Avec le chapitre VIII (« Les répliques »), les auteurs narrent les journées allant du 8 au 12 février 1934. Les droites nationalistes pensaient leur heure venue mais à tort car elles l’ont laissée passer. Prises au piège de l’Union nationale, elles perdent l’initiative de la rue avec le choix de « Doumergue ou le pis-aller » car c’était sans compter avec le réveil à gauche. Les communistes sont sur les barricades, le 9 février, à Paris et la grève générale du 12 février est suivie avec grand succès tant en province qu’à Paris avec la manifestation unitaire du cours de Vincennes entre communistes et socialistes. La banlieue parisienne est sous tension avec des heurts sanglants entre militants communistes et forces de l’ordre (2 morts). Les droites face au 12 février sont dans le déni. Le projet de Front national (ligues + anciens combattants + mouvements de jeunesse) est mort-né car l’accord est impossible avec de La Rocque, malgré le concours de Lyautey.

Avec le chapitre IX (« La trêve, espoirs et échec »), Olivier Dard et Jean Philippet présentent les évènements qui se déroulent lors du printemps 1934 tout en s’efforçant de restituer l’atmosphère bouillonnante de cette époque. Le gouvernement d’Union nationale déçoit l’opinion publique et est un échec par rapport aux espoirs suscités. Les réponses à la crise mondiale et en France sont autant partagées par les intellectuels de gauche et de droite (anti-américanisme, anti-libéral et anticapitaliste) ainsi que la volonté de réformer l’État. En juin 1934, les États généraux de la jeunesse de droite et de gauche ont lieu en suscitant un éphémère front des dissidents. L’opinion publique est vite déçue par cette « trêve » en trompe-l’œil. De plus, l’engrenage de la violence est reparti avec des incidents entre ligueurs et forces de gauche en région parisienne en mars puis en avril, en province. Juin 1934 est encore plus troublé par les incidents touchant le député de Gironde Philippe Henriot, symbole de la lutte contre l’affaire Stavisky. La violence en chiffres : au cours du premier semestre 1934, 163 manifestations de droite en province contre 363 organisées par la gauche dont une soixantaine contre la droite. (« Quand une affaire chasse l’autre ») Avec la mort du magistrat Prince, le 26 février 1934, écrasé par un train à Dijon, conseiller au parquet financier du Tribunal de la Seine lors des escroqueries de Stavisky : la gauche y voit un suicide et la droite un assassinat politique. En s’attaquant au radical Chautemps, lors de sa déposition à la commission d’enquête sur l’affaire Stavisky, Tardieu met fin à la trêve des partis et au ministère Doumergue. Le 8 novembre 1934, constatant des désaccords croissants avec les radicaux de son cabinet, Doumergue démissionne et signe la fin de son ministère. Même les émeutes du 6 février 1934 ne parviennent pas à recréer les conditions d’une véritable union nationale. La volonté affichée de réformer l’État accouche de mesures dérisoires.

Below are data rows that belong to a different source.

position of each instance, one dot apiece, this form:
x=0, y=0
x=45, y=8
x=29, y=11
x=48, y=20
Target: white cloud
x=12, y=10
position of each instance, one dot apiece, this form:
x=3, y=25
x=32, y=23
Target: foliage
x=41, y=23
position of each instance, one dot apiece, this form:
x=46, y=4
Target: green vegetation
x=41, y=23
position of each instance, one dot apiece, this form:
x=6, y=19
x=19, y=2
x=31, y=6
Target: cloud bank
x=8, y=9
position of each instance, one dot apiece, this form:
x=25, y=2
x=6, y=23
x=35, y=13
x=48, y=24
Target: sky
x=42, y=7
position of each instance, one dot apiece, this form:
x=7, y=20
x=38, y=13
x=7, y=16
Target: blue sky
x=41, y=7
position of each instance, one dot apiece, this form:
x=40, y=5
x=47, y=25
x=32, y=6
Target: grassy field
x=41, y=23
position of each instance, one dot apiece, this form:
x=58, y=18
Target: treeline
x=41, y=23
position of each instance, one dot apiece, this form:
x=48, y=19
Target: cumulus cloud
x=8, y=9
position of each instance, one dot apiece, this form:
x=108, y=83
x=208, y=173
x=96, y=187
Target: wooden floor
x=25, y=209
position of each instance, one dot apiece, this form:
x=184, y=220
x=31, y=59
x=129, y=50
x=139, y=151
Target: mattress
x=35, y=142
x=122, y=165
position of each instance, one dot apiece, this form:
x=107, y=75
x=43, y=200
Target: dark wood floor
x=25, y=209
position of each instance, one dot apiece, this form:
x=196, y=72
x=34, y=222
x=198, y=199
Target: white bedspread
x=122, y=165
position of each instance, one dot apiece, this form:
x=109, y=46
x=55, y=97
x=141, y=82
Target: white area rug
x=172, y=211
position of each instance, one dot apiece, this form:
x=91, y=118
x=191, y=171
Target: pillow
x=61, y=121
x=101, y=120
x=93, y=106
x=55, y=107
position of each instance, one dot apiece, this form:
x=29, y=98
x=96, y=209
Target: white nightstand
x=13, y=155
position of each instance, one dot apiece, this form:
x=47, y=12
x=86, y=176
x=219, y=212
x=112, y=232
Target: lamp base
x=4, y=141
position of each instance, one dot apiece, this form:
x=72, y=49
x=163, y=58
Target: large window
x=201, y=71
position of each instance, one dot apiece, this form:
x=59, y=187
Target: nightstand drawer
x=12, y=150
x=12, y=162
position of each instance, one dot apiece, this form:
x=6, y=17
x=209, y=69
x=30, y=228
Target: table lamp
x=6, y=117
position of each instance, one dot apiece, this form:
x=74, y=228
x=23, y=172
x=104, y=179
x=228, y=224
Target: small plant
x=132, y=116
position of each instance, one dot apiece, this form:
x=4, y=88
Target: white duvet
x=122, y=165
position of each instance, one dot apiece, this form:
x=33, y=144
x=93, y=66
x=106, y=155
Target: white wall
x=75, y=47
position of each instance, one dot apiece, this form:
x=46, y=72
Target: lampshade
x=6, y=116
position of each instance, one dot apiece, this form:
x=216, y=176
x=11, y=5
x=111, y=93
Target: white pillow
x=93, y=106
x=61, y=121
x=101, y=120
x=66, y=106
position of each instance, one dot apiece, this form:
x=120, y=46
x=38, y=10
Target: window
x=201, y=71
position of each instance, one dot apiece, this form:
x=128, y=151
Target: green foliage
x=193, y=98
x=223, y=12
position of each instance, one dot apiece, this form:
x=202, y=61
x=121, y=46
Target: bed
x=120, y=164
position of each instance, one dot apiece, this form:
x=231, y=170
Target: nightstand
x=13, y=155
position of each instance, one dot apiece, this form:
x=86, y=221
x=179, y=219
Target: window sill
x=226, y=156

Sociologie des manifestants et des émeutiers

La troisième partie du livre, de 65 pages (p. 388-453), a pour sujet la sociologie des manifestants et des émeutiers sans oublier les morts et les blessés du 6 février 1934. C’est la partie la plus courte du livre avec ses 65 pages mais probablement la plus novatrice de l’ouvrage et, donc, l’une des plus intéressantes. Elle compte seulement deux chapitres intitulés : chapitre X « Manifestants et émeutiers » (p. 388-427) et chapitre XI « Morts et blessés du 6 février » (p. 428-453) dont ce dernier est constitué de 11 tableaux de chiffres et données, tous issus de la Commission d’Enquête Parlementaire (CEP).

Avec le chapitre X (« Manifestants et émeutiers »), Olivier Dard et Jean Philippet tentent de quantifier manifestants, émeutiers et actions ainsi que d’en faire la sociologie. D’après la préfecture, les manifestants sont au nombre de 30 000 qui sont aussi bien des ligueurs, communistes, anciens combattants, apaches et voyous sans oublier des marginaux. (« Qui sont les manifestants ? »). L’unanimité règne sur l’âge de la quasi-totalité des émeutiers qui est de 16 à 20 ans (« Qui sont les émeutiers ? »). Désigner et qualifier les actions perpétrées ont été difficiles à apprécié et seul le chef d’accusation de délit d’attroupement est retenu pour l’instruction judiciaire. Un passage est consacré aux « Gangsters, escarpes et voyous » via Jean Chiappe à qui la presse donnait des connivences. Selon les auteurs, la participation des communistes dans le 6 février est évident par l’arrestation de plusieurs d’entre eux, avec pour fond la dissidence de Doriot par rapport à la direction du PCF avec Thorez et Duclos soutenus par Moscou. Les Camelots du roi et les étudiants d’AF ont été suspectés pour leur rôle dans le 6 février mais l’attitude de leur chefs contredit en partie les accusations, d’après les auteurs pour qui « Une dissidence royaliste ? » est seulement une hypothèse.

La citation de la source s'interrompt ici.